Thursday, October 9, 2008

Sinusoidal Variances about the Trend Line

Today is the one-year anniversary of the DJIA closing at its highest point ever, at 14,163. It had gone higher than that—the 52 week high is 14,279.96 in midday trading. As of this writing, it is a full 5000 points off from peak, struggling in the low 9000 range. 8000 territory is just a hiccup away.

There have been wild fluctuations of peaks and troughs on this downward pathway, and there is always plenty of financial analysis why it is up one day and down the next. Try as I might to resist, on occasion I succumb to correlating an up or downshift with a current event.

What matters, though, is the trend line. The market, being an imperfect tool for knowing the trend line precisely, will predictably cycle around it in a sine-wave fashion, with day traders knowing this and going long and short to play off of these inevitable rhythms.

Despite the day-to-day financial craziness lately, the DJIA trend line over the past year has been very stable, falling constantly at a rate of—eyeballing the chart—just under 3000 points per year, with it bucking that trend only in the last few days in a serious downward shift. Crashes tend to start slow and accelerate in the middle—and then what happens at the end varies case by case, so it is possible we might be entering the accelerated middle phase.
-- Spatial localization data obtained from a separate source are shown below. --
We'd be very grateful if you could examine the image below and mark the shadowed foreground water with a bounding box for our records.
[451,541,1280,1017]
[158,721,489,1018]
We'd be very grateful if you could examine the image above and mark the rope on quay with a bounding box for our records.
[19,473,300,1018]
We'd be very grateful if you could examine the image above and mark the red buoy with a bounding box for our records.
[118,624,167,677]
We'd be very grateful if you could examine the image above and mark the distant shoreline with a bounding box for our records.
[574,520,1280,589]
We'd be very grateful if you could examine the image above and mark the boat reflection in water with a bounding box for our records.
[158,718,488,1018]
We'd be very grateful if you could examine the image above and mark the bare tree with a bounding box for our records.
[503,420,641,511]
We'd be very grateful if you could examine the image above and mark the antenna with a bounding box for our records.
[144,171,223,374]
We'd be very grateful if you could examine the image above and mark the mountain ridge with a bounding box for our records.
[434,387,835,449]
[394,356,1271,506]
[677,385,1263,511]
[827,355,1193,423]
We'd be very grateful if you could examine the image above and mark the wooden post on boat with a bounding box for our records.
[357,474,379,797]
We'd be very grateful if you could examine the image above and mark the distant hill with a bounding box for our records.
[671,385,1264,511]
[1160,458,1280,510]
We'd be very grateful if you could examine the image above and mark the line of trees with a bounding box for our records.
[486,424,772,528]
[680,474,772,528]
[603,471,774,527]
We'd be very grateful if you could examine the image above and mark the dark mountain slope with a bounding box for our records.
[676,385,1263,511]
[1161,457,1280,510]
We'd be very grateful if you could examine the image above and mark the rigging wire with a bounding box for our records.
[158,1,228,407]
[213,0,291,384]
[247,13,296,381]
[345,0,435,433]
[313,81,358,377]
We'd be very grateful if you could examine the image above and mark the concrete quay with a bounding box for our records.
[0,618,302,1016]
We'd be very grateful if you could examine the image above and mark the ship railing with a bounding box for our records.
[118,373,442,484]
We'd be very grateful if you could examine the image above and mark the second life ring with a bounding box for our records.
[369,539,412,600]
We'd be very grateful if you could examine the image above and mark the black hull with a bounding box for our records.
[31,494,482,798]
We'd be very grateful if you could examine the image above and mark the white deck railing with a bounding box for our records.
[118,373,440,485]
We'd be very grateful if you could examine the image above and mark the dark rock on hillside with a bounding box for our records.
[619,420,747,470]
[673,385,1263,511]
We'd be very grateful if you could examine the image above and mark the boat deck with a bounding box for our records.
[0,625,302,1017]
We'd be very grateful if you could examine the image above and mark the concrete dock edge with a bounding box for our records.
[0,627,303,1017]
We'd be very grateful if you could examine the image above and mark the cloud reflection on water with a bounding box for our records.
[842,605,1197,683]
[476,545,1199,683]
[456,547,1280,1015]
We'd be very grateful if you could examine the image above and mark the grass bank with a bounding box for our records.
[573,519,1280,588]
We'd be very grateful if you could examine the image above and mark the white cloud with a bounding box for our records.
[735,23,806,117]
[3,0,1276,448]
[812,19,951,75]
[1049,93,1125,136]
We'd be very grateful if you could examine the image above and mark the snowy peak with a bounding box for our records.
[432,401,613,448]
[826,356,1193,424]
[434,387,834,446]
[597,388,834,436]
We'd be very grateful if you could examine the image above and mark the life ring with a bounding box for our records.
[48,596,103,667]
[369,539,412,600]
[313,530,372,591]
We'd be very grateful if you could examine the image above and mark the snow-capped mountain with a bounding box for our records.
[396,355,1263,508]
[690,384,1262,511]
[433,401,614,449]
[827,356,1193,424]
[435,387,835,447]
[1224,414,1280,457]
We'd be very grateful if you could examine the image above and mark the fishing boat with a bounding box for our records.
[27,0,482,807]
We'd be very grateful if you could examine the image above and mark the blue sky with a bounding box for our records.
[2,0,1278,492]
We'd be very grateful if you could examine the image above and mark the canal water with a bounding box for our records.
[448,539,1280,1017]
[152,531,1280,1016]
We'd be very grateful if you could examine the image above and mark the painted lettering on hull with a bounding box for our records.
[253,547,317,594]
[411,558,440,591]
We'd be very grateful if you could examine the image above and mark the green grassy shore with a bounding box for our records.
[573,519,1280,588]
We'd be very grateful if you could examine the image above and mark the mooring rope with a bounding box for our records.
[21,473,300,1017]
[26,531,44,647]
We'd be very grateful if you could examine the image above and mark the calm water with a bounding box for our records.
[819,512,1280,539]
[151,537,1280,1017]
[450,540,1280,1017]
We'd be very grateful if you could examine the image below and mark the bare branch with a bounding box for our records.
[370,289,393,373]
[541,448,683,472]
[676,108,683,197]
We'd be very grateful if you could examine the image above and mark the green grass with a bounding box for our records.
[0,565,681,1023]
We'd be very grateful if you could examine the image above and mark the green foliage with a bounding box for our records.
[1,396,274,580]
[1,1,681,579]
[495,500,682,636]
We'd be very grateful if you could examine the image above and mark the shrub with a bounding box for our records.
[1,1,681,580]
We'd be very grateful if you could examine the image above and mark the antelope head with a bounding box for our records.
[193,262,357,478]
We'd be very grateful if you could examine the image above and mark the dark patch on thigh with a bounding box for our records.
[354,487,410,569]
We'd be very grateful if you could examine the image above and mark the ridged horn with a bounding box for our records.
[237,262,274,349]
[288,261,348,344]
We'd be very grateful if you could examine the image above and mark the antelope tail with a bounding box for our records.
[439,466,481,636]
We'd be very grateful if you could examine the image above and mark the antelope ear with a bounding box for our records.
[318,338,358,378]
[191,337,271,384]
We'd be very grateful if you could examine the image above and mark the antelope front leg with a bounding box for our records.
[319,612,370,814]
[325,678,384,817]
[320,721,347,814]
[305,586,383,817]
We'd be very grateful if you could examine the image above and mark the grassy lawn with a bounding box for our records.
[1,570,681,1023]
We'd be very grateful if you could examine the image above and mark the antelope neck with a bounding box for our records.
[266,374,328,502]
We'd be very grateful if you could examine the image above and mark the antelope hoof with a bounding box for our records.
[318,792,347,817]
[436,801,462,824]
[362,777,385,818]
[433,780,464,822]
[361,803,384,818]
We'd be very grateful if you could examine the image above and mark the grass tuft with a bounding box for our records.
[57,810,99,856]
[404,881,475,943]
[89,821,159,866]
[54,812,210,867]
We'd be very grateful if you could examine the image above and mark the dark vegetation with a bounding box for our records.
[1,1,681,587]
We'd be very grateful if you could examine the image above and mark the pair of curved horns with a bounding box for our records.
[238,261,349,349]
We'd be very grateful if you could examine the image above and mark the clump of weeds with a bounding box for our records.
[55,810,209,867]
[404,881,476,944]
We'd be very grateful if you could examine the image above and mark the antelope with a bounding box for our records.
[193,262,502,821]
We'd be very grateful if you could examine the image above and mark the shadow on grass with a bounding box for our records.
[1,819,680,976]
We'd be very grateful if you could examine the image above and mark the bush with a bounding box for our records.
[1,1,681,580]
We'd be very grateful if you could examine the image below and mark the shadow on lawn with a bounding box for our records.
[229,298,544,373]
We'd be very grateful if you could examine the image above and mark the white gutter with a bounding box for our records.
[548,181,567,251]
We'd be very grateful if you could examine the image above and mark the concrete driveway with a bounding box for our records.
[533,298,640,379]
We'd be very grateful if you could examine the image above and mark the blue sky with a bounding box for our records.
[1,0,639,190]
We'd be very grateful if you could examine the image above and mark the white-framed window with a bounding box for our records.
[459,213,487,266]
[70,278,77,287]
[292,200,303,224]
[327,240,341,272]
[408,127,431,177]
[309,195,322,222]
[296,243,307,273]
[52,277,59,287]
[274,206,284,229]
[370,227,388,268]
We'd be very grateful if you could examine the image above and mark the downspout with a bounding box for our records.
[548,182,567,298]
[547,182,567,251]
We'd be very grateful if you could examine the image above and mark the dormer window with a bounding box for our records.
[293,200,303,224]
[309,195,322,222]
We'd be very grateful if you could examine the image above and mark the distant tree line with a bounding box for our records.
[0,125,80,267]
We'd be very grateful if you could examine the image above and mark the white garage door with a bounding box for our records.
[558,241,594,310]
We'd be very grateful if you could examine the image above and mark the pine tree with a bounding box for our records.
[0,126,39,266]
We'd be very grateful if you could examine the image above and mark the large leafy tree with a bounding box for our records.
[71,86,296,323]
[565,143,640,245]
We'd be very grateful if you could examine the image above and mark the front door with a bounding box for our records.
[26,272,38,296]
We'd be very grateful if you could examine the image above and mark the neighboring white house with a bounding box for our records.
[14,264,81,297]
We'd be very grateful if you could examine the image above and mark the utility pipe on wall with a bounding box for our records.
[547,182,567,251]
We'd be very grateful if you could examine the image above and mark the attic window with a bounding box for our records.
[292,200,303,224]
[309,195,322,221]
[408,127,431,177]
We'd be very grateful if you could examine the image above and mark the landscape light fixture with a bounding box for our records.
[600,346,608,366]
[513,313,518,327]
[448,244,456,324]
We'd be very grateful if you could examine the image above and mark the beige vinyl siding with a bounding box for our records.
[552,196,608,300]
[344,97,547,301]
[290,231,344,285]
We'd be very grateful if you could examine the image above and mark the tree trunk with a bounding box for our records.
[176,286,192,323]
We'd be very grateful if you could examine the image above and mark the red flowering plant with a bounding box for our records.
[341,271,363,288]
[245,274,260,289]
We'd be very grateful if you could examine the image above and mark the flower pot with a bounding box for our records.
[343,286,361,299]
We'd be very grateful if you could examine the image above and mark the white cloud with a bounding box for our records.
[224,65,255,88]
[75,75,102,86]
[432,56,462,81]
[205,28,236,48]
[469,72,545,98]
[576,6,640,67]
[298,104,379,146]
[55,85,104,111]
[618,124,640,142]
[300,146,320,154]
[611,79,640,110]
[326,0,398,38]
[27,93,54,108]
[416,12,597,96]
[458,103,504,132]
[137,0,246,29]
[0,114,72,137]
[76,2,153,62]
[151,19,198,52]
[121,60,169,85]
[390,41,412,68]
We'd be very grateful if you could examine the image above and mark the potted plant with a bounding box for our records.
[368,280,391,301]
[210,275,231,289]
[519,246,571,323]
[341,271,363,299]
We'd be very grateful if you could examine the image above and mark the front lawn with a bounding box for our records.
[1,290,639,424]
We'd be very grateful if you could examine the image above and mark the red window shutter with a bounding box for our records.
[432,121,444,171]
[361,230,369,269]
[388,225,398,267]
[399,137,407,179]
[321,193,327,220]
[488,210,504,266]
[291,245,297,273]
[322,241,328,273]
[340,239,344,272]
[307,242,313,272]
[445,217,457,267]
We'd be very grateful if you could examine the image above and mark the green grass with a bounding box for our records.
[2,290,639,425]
So, I welcome financial commentators to explain why the trend line is dropping at a rate of almost 3000/year (with peak-to-trough being 2000 points higher than that). If they say it is because of the credit crisis, then I’d ask if there is any reason to believe the current trend will not continue for the next year. If they answer because the financial industry is getting a bailout, then I would say, lets get some popcorn, kick our feet up on the desk, and watch the action as it unfolds.

But I’ll try to avoid getting excited about short-term fluctuations, including this current one. This is a deep spike downward, but I anticipate there will be some recovery before proceeding with its steady downward course.

ADDENDUM: ...and what an anniversary this was, with an already bottomed-out DJIA dropping an additional 7% to 8579, mostly in late-day trading. Not long ago any bottom calls in the 8000s were considered radical, and there is plenty of steam left in this bust.